#1 According to the U.S. Census Bureau, more than 146 million Americans are either "poor" or "low income".
#2 According to the U.S. Census Bureau, 57 percent of all American children live in a home that is either "poor" or "low income".
#3 Back in 2007, about 28 percent of all working families were considered to be among "the working poor". Today, that number is up to 32 percent even though our politicians tell us that the economy is supposedly recovering.
#4 Back in 2007, 21 million U.S. children lived in "working poor" homes. Today, that number is up to 23.5 million.
#5 In Arkansas, Mississippi and New Mexico, more than 40 percent all of working families are considered to be "low income".

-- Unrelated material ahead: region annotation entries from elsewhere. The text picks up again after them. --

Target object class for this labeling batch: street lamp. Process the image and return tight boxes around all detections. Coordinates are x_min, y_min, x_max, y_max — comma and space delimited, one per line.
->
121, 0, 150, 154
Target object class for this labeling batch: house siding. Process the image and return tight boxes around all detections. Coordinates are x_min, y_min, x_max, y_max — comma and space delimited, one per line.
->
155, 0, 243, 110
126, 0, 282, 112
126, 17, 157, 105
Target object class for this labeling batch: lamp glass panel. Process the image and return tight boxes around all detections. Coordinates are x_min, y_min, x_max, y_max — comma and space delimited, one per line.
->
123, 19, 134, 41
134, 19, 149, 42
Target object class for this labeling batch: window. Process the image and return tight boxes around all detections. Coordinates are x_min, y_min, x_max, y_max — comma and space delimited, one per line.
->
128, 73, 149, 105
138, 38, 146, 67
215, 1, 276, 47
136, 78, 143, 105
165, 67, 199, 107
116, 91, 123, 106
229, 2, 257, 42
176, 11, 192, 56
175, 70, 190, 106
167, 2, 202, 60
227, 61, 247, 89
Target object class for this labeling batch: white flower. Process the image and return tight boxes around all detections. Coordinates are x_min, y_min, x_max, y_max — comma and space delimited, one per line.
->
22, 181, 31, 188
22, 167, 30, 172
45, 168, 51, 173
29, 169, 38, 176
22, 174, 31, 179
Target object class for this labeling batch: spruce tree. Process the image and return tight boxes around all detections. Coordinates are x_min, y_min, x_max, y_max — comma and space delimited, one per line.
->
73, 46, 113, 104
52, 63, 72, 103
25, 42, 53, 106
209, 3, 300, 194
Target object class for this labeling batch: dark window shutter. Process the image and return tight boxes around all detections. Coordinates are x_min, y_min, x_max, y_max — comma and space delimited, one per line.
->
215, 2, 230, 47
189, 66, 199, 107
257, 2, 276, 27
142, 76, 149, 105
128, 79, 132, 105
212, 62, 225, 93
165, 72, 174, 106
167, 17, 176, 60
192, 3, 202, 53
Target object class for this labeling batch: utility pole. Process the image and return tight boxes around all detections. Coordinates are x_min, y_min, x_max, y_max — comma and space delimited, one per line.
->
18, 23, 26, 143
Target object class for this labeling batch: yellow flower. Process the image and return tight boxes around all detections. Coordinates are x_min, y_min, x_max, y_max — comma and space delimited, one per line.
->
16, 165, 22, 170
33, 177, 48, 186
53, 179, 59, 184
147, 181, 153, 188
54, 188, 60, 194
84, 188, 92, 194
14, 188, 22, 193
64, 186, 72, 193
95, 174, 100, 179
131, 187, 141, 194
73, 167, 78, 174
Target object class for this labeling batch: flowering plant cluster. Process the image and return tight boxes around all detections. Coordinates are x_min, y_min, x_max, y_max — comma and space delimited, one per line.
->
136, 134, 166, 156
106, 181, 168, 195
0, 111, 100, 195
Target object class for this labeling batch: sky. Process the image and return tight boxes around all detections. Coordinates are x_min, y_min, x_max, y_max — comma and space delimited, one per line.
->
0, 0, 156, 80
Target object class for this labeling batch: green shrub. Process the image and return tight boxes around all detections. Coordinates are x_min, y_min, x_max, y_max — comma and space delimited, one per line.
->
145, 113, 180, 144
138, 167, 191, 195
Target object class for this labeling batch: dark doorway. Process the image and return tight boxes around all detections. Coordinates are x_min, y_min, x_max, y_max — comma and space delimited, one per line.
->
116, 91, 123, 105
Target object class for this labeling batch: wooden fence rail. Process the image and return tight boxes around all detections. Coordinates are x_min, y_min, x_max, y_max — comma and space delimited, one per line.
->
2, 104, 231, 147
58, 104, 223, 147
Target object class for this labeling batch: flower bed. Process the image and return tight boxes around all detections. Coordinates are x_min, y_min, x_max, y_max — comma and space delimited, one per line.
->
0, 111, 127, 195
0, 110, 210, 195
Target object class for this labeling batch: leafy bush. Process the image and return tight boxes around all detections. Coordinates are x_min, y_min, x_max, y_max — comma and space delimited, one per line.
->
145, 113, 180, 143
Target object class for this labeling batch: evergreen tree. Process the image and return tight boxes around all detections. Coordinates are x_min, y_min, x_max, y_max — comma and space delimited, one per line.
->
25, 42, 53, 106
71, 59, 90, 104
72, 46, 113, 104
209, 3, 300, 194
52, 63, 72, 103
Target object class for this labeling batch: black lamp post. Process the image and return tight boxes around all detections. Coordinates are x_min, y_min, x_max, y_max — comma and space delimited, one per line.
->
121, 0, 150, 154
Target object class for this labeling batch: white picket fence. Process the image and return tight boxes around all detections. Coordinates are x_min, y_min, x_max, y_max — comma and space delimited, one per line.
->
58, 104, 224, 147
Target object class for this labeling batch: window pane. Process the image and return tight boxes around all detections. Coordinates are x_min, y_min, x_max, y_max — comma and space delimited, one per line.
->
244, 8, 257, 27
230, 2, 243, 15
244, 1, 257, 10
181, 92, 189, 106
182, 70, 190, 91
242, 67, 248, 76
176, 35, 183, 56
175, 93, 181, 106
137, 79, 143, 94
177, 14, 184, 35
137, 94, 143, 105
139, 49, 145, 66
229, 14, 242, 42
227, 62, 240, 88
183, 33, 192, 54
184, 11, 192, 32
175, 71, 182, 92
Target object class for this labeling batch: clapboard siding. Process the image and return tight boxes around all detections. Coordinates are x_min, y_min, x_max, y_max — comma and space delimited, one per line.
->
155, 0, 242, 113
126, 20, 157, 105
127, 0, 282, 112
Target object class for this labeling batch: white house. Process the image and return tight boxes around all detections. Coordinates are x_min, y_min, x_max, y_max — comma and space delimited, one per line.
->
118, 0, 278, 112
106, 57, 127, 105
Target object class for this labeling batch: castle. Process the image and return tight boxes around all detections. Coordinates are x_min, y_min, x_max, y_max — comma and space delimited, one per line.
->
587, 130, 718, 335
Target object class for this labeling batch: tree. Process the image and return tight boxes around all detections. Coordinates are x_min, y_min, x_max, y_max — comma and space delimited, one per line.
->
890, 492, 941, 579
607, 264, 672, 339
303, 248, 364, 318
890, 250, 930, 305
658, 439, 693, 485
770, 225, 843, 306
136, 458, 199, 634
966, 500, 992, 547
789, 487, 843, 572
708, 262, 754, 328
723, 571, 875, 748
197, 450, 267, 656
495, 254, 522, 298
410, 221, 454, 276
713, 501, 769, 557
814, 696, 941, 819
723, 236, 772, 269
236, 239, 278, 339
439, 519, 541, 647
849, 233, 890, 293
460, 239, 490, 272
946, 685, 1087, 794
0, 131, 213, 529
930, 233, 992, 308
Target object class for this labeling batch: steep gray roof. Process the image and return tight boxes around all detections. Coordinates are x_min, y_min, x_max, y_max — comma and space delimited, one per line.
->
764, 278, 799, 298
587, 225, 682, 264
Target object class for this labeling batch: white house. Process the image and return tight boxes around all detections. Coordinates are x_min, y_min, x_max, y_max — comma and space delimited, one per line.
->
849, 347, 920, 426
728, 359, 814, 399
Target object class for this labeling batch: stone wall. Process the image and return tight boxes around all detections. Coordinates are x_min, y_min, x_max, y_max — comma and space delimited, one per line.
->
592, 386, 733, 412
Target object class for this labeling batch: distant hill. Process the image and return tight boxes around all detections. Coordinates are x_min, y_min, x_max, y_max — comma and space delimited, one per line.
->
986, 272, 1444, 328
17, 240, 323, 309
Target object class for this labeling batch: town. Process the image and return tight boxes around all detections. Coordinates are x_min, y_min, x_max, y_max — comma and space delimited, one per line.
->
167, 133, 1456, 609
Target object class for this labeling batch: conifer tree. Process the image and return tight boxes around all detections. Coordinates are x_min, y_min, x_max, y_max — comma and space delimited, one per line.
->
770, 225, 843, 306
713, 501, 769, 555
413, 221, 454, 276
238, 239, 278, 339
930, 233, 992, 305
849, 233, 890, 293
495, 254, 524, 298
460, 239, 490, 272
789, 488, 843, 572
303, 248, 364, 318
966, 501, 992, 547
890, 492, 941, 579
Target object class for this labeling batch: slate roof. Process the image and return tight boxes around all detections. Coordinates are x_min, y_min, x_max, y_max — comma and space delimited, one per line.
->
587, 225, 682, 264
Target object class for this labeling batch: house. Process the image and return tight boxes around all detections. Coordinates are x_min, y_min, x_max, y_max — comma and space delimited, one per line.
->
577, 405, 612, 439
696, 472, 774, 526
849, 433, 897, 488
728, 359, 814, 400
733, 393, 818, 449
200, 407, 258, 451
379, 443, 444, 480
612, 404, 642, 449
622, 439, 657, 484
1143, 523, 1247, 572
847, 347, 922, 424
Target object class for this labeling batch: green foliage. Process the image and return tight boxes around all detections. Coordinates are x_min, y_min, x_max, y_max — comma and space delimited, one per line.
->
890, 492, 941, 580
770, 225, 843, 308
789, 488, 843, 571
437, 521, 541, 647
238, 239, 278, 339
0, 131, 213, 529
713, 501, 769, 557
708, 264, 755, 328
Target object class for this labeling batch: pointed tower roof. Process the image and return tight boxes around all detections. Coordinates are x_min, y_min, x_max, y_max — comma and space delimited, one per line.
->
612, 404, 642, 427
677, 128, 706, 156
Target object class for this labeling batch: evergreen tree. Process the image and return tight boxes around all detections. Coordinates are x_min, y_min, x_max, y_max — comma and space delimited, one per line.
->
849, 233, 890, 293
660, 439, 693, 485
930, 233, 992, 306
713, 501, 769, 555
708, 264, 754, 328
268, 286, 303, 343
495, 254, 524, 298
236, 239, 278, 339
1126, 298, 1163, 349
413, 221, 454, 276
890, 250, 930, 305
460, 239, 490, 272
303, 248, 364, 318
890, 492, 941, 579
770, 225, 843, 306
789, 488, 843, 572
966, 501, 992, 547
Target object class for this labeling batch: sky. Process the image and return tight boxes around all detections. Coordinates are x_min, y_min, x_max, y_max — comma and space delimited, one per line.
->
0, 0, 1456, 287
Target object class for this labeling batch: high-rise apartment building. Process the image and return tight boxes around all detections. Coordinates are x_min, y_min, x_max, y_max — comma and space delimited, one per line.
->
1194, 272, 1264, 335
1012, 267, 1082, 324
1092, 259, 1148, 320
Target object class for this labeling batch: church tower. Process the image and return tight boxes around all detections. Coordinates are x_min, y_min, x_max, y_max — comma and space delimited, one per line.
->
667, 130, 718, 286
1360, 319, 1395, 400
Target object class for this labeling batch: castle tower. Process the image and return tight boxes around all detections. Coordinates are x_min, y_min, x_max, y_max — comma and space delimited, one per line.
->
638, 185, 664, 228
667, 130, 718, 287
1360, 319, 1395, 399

#6 Families that have a head of household under the age of 30 have a poverty rate of 37 percent.
#7 Half of all American workers earn $505 or less per week.
#8 At this point, one out of every four American workers has a job that pays $10 an hour or less.
#9 Today, the United States actually has a higher percentage of workers doing low wage work than any other major industrialized nation does.
#10 Median household income in the United States has fallen for four consecutive years.
#11 Median household income for families with children dropped by a whopping $6,300 between 2001 and 2011.
#12 The U.S. economy continues to trade good paying jobs for low paying jobs. 60 percent of the jobs lost during the last recession were mid-wage jobs, but 58 percent of the jobs created since then have been low wage jobs.
#13 Back in 1980, less than 30% of all jobs in the United States were low income jobs. Today, more than 40% of all jobs in the United States are low income jobs.
#14 According to the U.S. Census Bureau, the middle class is taking home a smaller share of the overall income pie than has ever been recorded before.
#15 There are now 20.2 million Americans that spend more than half of their incomes on housing. That represents a 46 percent increase from 2001.
#16 Low income families spend about 8.6 percent of their incomes on gasoline. Other families spend about 2.1 percent.
#17 In 1999, 64.1 percent of all Americans were covered by employment-based health insurance. Today, only 55.1 percent are covered by employment-based health insurance.
#18 According to one survey, 77 percent of all Americans are now living paycheck to paycheck at least part of the time.
#19 Millions of working poor families in America end up taking on debt in a desperate attempt to stay afloat, but before too long they find themselves in a debt trap that they can never escape. According to a recent article in the New York Times, the average debt burden for U.S. households that earn $20,000 a year or less "more than doubled to $26,000 between 2001 and 2010".
#20 In 1989, the debt to income ratio of the average American family was about 58 percent. Today it is up to 154 percent.
#21 According to the Economic Policy Institute, the wealthiest one percent of all Americans households on average have 288 times the amount of wealth that the average middle class American family does.
#22 In the United States today, the wealthiest one percent of all Americans have a greater net worth than the bottom 90 percent combined.
#23 According to Forbes, the 400 wealthiest Americans have more wealth than the bottom 150 million Americans combined.
#24 The six heirs of Wal-Mart founder Sam Walton have a net worth that is roughly equal to the bottom 30 percent of all Americans combined.
#25 Sadly, the bottom 60 percent of all Americans own just 2.3 percent of all the financial wealth in the United States.
#26 The average CEO now makes approximately 350 times as much as the average American worker makes.